PRETORIA — Only about 60 seconds.

That was all the time the crew of SA Airlink’s Flight 8911 had to react in a plane with one problematic engine.

Pilots believe there was probably one of three possible scenarios that could have happened in the cockpit of the Jetstream 41 last Thursday, when shortly after its take-off from the Durban airport, it crash-landed at a school.

Regardless of which possibility is the true account, it left the two pilots with very little time to put emergency procedures in motion.

Accident investigators will eventually be able to provide the final answers to these questions, probably only after several months.

One possibility is that the wrong engine — not the faulty one — was shut down.

Pilots can see clearly in the photos of the wreck that the right side (faulty) engine’s propeller blades were bent backward, and the blades on the left side are not bent forward or backward.

“Neutral” blades mean the engine was in the feathered state; in other words, switched off.

In a nutshell, that means that the right side (faulty) engine was still turning, since backwards-bending blades mean there was still forward force.

However, the faulty engine is the one that should have been switched off. Thus the healthy engine might have been switched off by mistake.

According to pilots, it is also possible that the faulty engine couldn’t be switched off.
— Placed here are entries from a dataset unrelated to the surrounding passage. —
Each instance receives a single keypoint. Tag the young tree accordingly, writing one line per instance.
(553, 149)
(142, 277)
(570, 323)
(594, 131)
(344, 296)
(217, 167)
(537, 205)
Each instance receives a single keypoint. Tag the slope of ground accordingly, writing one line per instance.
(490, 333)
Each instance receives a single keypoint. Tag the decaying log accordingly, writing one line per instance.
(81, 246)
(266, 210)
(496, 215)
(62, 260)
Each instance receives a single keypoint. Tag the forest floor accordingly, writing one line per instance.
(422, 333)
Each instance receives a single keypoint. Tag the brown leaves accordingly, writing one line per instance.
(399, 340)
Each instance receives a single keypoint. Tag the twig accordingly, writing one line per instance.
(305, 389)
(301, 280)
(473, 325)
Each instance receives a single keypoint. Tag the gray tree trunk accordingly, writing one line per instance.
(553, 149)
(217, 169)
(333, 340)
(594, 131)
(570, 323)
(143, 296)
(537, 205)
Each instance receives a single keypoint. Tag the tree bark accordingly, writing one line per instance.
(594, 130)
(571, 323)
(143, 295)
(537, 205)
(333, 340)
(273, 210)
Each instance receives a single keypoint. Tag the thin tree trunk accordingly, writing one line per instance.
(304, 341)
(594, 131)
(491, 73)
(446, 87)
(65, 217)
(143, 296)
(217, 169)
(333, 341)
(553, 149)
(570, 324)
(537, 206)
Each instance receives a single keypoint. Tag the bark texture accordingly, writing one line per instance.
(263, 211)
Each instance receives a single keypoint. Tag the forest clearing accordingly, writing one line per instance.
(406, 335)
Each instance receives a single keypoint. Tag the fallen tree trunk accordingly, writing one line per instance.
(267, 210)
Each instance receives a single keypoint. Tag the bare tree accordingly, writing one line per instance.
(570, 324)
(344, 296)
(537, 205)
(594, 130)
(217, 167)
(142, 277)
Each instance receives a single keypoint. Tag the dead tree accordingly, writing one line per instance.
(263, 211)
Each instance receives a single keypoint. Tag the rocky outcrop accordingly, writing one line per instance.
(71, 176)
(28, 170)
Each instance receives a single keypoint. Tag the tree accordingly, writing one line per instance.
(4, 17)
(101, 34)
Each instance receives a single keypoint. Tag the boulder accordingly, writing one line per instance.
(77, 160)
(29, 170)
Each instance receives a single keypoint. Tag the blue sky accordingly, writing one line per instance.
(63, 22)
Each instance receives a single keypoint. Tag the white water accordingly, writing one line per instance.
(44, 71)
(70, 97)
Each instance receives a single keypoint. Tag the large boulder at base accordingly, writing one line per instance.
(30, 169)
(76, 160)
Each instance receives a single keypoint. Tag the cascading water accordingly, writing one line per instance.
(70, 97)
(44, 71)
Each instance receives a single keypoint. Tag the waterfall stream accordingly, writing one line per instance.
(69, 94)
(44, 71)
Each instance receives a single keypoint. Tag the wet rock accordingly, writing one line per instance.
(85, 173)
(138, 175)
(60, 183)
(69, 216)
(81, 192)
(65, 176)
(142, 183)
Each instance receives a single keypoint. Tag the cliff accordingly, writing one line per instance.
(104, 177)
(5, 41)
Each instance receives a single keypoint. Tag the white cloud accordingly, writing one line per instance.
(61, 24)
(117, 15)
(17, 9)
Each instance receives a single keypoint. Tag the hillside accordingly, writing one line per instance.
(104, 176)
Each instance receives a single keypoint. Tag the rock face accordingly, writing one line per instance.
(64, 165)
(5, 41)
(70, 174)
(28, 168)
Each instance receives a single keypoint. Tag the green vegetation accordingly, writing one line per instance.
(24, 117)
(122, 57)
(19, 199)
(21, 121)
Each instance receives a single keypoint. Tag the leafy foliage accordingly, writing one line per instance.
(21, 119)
If it were to continu­e turning, the airplane would have been pulled to the right by wind shear, which would make it practically impossible to continue flying with only one engine.

The third option is that — if the engine could not be shut down — the pilot could have decided to make an emergency landing if he or she came to the conclusion that the plane couldn’t fly any further.
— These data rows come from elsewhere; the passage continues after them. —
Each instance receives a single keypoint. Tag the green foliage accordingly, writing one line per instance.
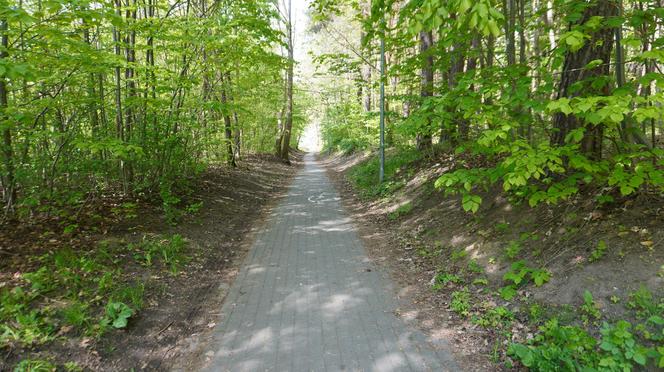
(495, 317)
(365, 174)
(75, 129)
(589, 308)
(169, 251)
(643, 302)
(345, 128)
(513, 250)
(598, 252)
(571, 348)
(117, 314)
(460, 303)
(92, 288)
(518, 275)
(34, 365)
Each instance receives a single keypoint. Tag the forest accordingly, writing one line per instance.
(507, 120)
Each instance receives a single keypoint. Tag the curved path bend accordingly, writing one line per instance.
(307, 298)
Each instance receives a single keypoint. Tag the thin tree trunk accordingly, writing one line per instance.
(423, 139)
(288, 125)
(8, 179)
(574, 72)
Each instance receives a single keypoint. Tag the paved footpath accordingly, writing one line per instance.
(308, 299)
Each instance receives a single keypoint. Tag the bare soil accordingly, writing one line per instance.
(438, 236)
(179, 310)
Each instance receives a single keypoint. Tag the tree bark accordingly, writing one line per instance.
(574, 72)
(423, 139)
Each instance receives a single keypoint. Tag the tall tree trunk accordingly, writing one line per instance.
(423, 139)
(575, 74)
(288, 125)
(228, 127)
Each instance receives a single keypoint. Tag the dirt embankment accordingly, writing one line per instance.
(179, 309)
(434, 239)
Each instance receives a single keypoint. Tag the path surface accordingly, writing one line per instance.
(308, 299)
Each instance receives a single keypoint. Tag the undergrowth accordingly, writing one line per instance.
(565, 338)
(81, 293)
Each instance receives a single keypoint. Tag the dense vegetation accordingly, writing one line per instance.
(544, 100)
(548, 96)
(133, 96)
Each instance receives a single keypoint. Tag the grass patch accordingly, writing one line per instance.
(86, 293)
(403, 210)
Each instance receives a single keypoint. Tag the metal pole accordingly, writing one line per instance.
(382, 104)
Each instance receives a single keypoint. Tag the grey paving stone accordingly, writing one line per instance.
(308, 299)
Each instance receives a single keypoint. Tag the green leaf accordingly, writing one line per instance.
(507, 292)
(523, 353)
(471, 202)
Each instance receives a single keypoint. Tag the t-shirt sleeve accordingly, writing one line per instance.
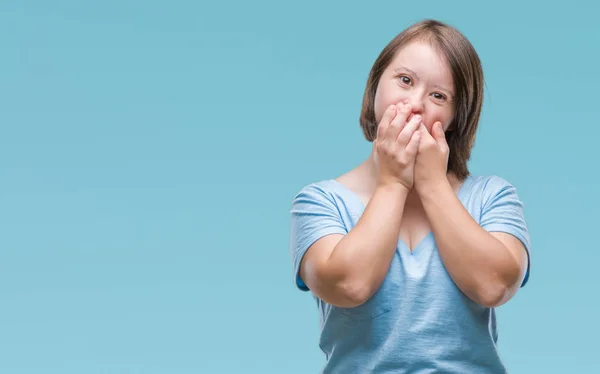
(314, 215)
(502, 211)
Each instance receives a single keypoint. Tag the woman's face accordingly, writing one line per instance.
(418, 75)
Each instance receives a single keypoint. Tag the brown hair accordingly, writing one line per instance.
(467, 74)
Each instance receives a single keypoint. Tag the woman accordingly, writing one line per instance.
(407, 255)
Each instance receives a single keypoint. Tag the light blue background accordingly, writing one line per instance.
(150, 150)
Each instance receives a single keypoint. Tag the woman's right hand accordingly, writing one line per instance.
(396, 146)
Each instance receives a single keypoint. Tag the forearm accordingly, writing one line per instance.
(362, 258)
(480, 265)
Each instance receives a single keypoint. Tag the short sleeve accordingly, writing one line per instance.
(314, 215)
(502, 211)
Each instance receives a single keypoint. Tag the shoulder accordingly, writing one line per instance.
(493, 189)
(487, 185)
(324, 191)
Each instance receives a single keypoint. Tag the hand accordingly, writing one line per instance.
(431, 165)
(396, 146)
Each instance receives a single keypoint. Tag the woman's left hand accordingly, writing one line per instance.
(431, 164)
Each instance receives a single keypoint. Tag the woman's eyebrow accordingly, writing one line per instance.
(405, 69)
(400, 69)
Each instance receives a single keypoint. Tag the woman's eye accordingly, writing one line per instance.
(404, 79)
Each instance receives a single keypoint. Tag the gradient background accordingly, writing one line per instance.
(150, 152)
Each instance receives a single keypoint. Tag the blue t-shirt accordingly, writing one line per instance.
(418, 321)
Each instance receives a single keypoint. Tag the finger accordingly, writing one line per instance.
(438, 133)
(398, 123)
(413, 145)
(388, 115)
(406, 134)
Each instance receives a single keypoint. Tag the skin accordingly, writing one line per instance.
(408, 193)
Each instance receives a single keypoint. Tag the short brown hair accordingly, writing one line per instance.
(467, 74)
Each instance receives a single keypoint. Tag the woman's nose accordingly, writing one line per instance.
(416, 103)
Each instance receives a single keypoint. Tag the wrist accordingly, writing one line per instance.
(395, 188)
(433, 188)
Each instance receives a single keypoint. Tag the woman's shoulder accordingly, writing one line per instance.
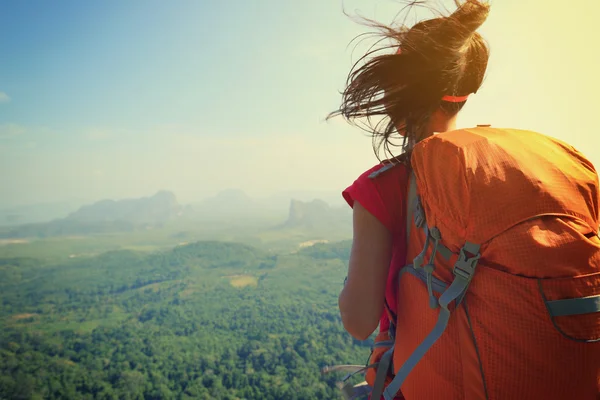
(382, 191)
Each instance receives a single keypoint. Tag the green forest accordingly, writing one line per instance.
(206, 320)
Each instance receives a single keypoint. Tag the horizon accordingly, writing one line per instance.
(120, 100)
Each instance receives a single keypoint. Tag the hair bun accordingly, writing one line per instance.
(469, 15)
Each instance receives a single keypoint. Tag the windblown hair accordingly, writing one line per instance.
(439, 56)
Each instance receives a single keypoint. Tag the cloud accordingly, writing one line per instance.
(102, 133)
(11, 130)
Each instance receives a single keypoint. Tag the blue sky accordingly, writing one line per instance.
(123, 98)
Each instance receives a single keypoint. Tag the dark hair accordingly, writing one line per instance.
(439, 56)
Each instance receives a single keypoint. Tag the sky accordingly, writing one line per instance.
(119, 99)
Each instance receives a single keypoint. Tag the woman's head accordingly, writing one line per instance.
(439, 57)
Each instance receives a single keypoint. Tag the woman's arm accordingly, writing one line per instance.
(362, 298)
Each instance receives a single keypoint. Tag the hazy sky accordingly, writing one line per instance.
(113, 98)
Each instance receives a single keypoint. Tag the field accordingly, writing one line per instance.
(172, 314)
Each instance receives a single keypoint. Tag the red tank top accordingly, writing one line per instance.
(383, 194)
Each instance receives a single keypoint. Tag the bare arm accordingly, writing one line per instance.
(362, 299)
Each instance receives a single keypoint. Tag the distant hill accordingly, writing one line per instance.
(36, 213)
(107, 216)
(235, 204)
(154, 210)
(317, 215)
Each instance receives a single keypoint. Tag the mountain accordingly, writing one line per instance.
(236, 205)
(107, 216)
(154, 210)
(317, 215)
(36, 213)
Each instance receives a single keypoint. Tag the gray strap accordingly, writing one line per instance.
(457, 289)
(581, 305)
(384, 343)
(382, 372)
(352, 392)
(346, 368)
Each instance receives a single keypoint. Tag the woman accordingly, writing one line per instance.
(418, 89)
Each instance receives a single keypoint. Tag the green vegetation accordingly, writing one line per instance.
(207, 320)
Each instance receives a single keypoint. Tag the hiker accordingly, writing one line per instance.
(475, 251)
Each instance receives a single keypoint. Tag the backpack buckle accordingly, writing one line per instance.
(464, 266)
(419, 214)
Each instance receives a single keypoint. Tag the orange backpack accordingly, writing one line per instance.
(502, 299)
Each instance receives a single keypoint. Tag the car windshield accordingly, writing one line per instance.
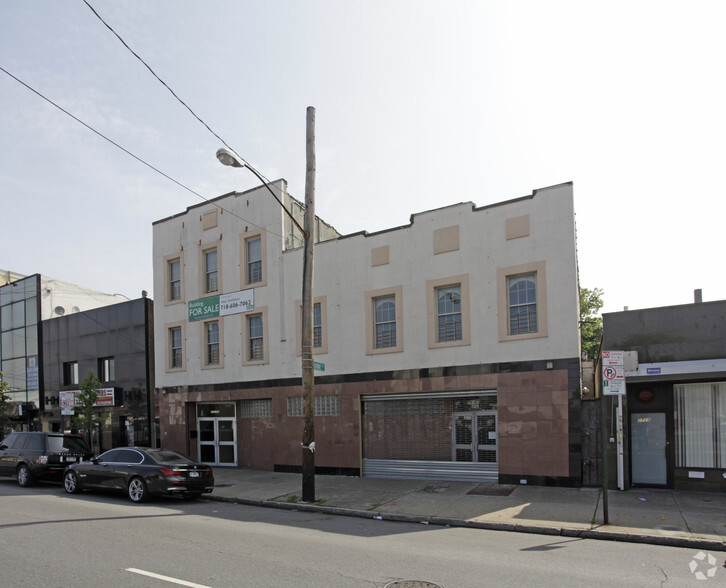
(61, 443)
(166, 456)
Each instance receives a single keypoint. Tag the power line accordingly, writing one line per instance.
(163, 83)
(136, 157)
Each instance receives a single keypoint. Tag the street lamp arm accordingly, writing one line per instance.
(227, 157)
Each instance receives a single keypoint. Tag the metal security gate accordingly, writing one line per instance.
(436, 436)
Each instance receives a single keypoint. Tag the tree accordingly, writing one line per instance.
(590, 321)
(6, 406)
(86, 398)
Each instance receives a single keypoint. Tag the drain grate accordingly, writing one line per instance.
(412, 584)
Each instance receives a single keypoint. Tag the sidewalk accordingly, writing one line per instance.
(660, 517)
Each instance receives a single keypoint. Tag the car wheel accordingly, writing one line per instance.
(70, 482)
(25, 478)
(137, 490)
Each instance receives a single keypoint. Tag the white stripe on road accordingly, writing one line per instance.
(166, 578)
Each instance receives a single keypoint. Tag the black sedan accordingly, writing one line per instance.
(141, 472)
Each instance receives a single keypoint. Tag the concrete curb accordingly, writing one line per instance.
(669, 541)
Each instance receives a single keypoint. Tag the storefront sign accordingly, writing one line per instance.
(105, 397)
(222, 305)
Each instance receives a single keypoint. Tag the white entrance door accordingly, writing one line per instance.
(218, 441)
(474, 437)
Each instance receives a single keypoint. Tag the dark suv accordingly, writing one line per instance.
(40, 456)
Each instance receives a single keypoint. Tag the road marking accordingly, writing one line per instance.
(166, 578)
By switching off the healthy engine and “gliding into” an emergency landing, the chances of fire or an explosion at landing due to the absence of electrical power in the engine would be significantly reduced.

The plane, indeed, did not burst into flames upon impact, despite the fact that it was filled to capacity with fuel.
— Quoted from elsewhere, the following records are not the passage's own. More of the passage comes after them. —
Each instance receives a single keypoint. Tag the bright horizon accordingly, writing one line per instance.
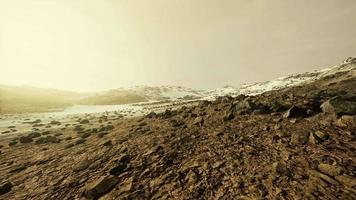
(90, 46)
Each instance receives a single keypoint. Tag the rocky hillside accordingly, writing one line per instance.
(282, 82)
(292, 143)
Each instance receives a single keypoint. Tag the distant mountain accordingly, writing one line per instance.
(297, 79)
(31, 99)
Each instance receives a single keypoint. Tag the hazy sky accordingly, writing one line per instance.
(91, 45)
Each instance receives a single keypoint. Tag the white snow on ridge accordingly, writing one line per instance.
(280, 83)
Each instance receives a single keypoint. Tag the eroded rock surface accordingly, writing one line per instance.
(278, 145)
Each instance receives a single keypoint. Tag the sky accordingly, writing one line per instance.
(94, 45)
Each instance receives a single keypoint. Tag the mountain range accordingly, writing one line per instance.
(21, 99)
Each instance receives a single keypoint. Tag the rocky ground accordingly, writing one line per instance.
(295, 143)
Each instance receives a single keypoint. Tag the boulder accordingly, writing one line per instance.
(101, 186)
(84, 121)
(199, 121)
(330, 170)
(26, 139)
(340, 105)
(34, 134)
(295, 112)
(299, 138)
(47, 139)
(151, 115)
(5, 187)
(229, 116)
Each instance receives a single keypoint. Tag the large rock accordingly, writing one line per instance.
(26, 139)
(340, 105)
(47, 139)
(5, 187)
(101, 186)
(295, 112)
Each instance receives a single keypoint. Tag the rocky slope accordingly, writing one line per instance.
(294, 143)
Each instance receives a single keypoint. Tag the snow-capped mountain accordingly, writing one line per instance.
(159, 93)
(283, 82)
(178, 93)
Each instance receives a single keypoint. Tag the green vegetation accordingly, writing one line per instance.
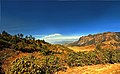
(47, 58)
(93, 57)
(32, 65)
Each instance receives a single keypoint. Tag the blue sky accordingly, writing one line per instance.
(67, 18)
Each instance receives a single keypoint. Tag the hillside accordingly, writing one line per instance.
(107, 40)
(21, 54)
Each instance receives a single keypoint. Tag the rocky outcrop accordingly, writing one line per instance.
(111, 39)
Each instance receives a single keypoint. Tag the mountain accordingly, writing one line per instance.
(106, 40)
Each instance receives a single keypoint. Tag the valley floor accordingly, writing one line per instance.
(94, 69)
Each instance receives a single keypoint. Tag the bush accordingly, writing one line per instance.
(32, 65)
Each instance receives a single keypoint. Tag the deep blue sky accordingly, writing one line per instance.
(64, 17)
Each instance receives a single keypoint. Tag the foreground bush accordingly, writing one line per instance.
(32, 65)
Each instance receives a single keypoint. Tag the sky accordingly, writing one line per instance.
(58, 20)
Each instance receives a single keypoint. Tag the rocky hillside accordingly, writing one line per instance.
(106, 39)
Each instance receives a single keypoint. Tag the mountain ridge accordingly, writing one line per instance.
(105, 39)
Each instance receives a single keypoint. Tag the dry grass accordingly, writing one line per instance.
(82, 48)
(95, 69)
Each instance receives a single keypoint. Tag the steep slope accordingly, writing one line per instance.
(106, 40)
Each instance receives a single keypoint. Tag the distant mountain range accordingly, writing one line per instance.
(106, 40)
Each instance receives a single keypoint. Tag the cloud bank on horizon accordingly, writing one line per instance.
(57, 38)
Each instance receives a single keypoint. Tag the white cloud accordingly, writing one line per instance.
(54, 38)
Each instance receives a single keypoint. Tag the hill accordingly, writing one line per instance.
(107, 40)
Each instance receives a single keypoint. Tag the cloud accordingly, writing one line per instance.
(56, 38)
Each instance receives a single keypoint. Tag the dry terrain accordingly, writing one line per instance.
(82, 48)
(95, 69)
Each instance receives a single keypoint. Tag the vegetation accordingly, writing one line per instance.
(46, 58)
(93, 57)
(32, 65)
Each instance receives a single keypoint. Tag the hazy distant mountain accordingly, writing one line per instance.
(106, 39)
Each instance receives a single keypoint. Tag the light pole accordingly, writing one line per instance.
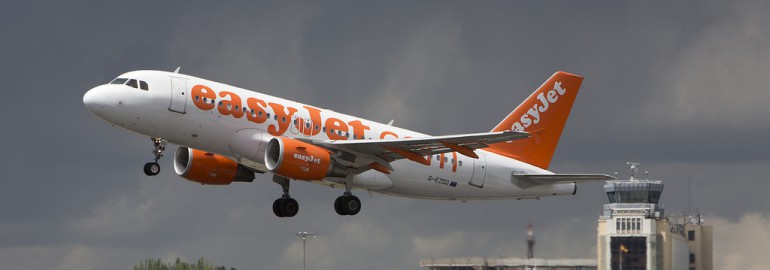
(304, 236)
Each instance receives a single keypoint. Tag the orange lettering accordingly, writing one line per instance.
(358, 129)
(454, 161)
(201, 96)
(284, 119)
(258, 106)
(231, 106)
(335, 128)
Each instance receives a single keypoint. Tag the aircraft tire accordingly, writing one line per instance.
(151, 168)
(277, 208)
(338, 206)
(290, 207)
(351, 205)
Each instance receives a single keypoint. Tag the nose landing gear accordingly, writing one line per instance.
(347, 204)
(285, 206)
(153, 168)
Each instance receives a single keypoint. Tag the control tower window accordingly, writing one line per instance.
(119, 81)
(132, 83)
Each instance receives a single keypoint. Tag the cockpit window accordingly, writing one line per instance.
(119, 81)
(132, 83)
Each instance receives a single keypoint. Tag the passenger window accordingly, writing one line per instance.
(119, 81)
(132, 83)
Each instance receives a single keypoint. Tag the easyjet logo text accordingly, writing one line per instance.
(307, 158)
(533, 115)
(259, 111)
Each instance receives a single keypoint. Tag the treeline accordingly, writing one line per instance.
(157, 264)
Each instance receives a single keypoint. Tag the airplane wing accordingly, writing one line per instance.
(376, 154)
(526, 181)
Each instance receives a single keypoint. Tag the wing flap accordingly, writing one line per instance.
(526, 181)
(424, 146)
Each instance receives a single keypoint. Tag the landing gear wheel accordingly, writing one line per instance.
(285, 207)
(277, 208)
(337, 207)
(290, 207)
(151, 168)
(347, 205)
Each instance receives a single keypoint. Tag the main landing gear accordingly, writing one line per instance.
(347, 204)
(284, 206)
(153, 168)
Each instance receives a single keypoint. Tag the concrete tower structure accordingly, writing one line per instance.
(633, 232)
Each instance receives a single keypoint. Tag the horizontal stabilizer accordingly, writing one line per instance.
(526, 181)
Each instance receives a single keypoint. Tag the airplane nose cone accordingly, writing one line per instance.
(93, 102)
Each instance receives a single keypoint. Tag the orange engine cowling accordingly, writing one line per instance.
(299, 160)
(207, 168)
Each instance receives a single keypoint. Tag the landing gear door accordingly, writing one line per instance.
(178, 95)
(479, 171)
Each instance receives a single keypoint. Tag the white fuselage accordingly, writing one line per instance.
(172, 109)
It is not clear whether it was the captain, Allister Freeman (40), or the co-pilot, Sonja Bierman (26), who was at the controls at the time of the accident.

On a “dead leg” such as this flight, with no passengers on board, the captain may allow the co-pilot to take control and fly the plane.

During emergency procedures it is usually also the task of the steering pilot to handle the emergency situation through to the end. A swop of responsibilities in those few seconds could easily lead to poor decision making or adverse actions, said the pilots.

According to Airlink, the accident probe will determine who was flying, while flight data recorders will provide further information.

A civil flight accident investigation earlier found that Freeman made a bad decision in 2005 due to lack of experience on a Britten-Norman Islander, a decision that contributed to the plane crashing into a house. He later started flying for Airlink.

According to Airlink, all their pilots undergo strict aptitude tests before they are appointed.